Du côté du Forem, on veut notamment s’appuyer et amplifier l’action et l’expertise acquise par les cellules de reconversion (constituées à la suite de précédents licenciements collectifs) en vue “d’adapter outils et méthodes au profit des travailleurs actifs. Autrement dit, ne pas attendre que les licenciements ou pertes d’emploi se produisent pour anticiper”, déclare Basilio Napoli, directeur général Stratégie au Forem. 

L’une des actions nécessaires consistera par ailleurs à se concentrer davantage sur les compétences que sur les métiers en tant que tels afin de faciliter reconversions et recyclages, “compte tenu du fait que transférer une personne d’un secteur vers un autre est surtout une question de compétences.”

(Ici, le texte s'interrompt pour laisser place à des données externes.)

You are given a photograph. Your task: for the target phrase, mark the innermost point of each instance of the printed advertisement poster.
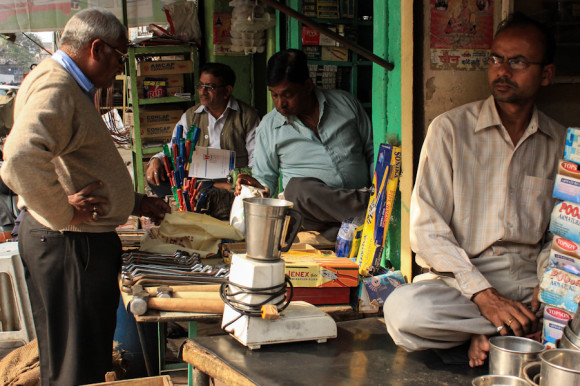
(52, 15)
(461, 33)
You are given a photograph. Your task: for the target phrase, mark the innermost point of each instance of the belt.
(434, 271)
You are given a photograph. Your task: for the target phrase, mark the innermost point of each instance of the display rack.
(142, 54)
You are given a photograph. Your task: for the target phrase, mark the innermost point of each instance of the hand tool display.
(176, 160)
(151, 269)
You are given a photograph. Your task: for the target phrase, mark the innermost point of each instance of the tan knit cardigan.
(59, 144)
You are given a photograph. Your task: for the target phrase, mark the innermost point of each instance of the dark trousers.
(324, 207)
(74, 294)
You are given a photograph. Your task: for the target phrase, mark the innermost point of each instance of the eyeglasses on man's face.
(122, 56)
(517, 63)
(209, 87)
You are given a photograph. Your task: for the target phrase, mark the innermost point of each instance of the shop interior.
(386, 54)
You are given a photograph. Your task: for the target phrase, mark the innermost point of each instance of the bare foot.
(478, 350)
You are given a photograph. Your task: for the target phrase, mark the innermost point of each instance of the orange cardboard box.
(307, 269)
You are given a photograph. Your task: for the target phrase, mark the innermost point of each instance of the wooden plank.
(212, 365)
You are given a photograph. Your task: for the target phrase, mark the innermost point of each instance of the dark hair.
(287, 64)
(220, 70)
(518, 19)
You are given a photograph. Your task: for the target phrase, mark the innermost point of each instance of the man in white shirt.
(225, 123)
(481, 207)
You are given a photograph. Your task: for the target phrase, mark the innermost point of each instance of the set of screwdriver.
(177, 160)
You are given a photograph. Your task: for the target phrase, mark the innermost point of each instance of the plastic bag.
(193, 232)
(237, 212)
(183, 21)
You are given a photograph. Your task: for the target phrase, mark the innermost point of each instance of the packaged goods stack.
(364, 244)
(560, 284)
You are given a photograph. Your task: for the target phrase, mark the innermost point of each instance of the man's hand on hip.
(502, 311)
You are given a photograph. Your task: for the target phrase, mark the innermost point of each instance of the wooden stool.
(16, 324)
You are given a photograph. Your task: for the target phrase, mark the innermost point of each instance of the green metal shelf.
(190, 52)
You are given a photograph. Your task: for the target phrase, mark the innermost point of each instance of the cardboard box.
(567, 188)
(319, 296)
(385, 181)
(164, 67)
(307, 269)
(560, 289)
(157, 131)
(373, 291)
(565, 255)
(311, 37)
(565, 220)
(155, 117)
(171, 81)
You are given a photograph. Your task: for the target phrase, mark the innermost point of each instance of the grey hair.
(90, 24)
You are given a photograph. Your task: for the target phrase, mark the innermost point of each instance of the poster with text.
(461, 34)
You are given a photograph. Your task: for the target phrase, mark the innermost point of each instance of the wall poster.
(461, 34)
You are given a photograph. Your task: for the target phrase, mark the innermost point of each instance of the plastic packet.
(345, 236)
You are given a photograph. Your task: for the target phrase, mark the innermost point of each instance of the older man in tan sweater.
(75, 189)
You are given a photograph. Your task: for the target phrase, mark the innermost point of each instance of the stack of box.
(156, 124)
(378, 284)
(560, 284)
(320, 279)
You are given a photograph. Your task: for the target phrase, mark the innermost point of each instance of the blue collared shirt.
(342, 157)
(71, 67)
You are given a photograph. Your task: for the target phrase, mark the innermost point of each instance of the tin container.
(509, 354)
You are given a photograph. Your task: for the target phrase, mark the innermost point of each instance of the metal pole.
(325, 31)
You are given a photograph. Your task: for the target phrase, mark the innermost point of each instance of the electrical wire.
(255, 310)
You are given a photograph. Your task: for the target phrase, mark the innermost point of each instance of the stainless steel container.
(532, 372)
(572, 336)
(509, 354)
(266, 221)
(564, 342)
(496, 380)
(560, 367)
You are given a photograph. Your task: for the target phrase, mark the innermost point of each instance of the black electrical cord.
(255, 310)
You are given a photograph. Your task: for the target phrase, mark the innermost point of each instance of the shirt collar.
(232, 105)
(280, 120)
(71, 67)
(489, 117)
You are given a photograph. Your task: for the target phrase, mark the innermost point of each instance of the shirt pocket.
(536, 205)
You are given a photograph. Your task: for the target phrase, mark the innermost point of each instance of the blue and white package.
(565, 220)
(572, 148)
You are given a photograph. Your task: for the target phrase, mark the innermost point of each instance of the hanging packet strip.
(385, 181)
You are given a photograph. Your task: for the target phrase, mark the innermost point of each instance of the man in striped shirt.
(481, 206)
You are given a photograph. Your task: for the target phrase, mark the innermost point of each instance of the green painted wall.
(250, 81)
(387, 106)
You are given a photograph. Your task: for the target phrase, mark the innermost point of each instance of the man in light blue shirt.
(319, 140)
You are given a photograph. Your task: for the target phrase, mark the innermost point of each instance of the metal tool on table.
(140, 268)
(257, 281)
(167, 299)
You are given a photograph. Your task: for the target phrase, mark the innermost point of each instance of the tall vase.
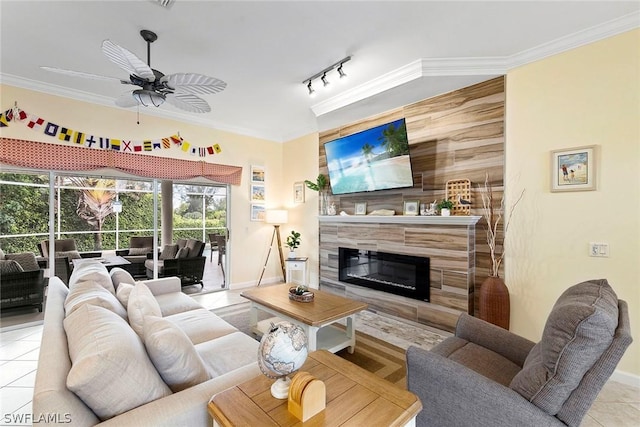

Les capacités des centres de compétences [tels que Technifutur, Technofutur TIC ou Technobel en matière numérique] devront être renforcées afin qu’ils puissent intervenir davantage dans la prise en charge des personnes ayant déjà un travail. De même, “il faut agir davantage, éventuellement au niveau des réseaux européens d’organismes d’emploi, afin d’élargir leur rôle d’accompagnement vers l’emploi afin de maintenir et de développer l’employabilité de toute la population active.“ 

A Bruxelles, Actiris évoque deux mesures visant à élargir le socle de personnes employables. D’une part, en favorisant la mobilité trans-région [compte tenu de la réserve d’emploi existant en Flandre] et, d’autre part, en identifiant et accompagnant mieux les compétences latentes du côté des migrants. Agoria, de son côté, déploiera des actions destinées aux “Neets” (not in education, employment or training).

Du côté de la Région wallonne, le ministre Pierre-Yves Jeholet a indiqué avoir l’intention d’“inviter très prochainement les différents acteurs concernés, pour une présentation détaillée de cette étude ainsi que pour évoquer ensemble les différentes pistes pour accélérer la transition numérique et pour faire en sorte que les profils de compétences correspondent aux attentes professionnelles.”

Petit coup d’oeil du côté de la Flandre et des intentions du VDAB. Les engagements pris sont davantage orientés “activation” de chômeurs de longue durée, des Neets, des malades de longue durée (favoriser un retour anticipé vers le monde du travail), ou encore des femmes inactives issues de l’immigration… Sans oublier une action transversale pour tous les actifs, afin de préserver leur employabilité au travers d’une meilleure formation aux nouvelles technologies.

Les recommandations d’Agoria

Passons rapidement en revue les principales recommandations d’Agoria…
– mise à niveau spontanée et continue des compétences numériques des travailleurs actifs
– mieux communiquer, de manière ciblée, sur les opportunités du marché du travail
– élaborer des programmes de reconversion professionnelle (ou dans de plus grandes proportions); destinataires plus spécifiques: les demandeurs d’emploi et les “profils d’emploi menacés”
– stimuler une migration économique “ciblée”
– harmoniser davantage les filières d’études et l’adéquation entre choix d’études et secteur d’activités offrant des perspectives d’emploi
– augmenter les budgets pour les filières STEM (sciences, ingénierie, technologie, maths)
– donner aux compétences numériques – et connexes – une place plus importante dans toutes les filières d’études.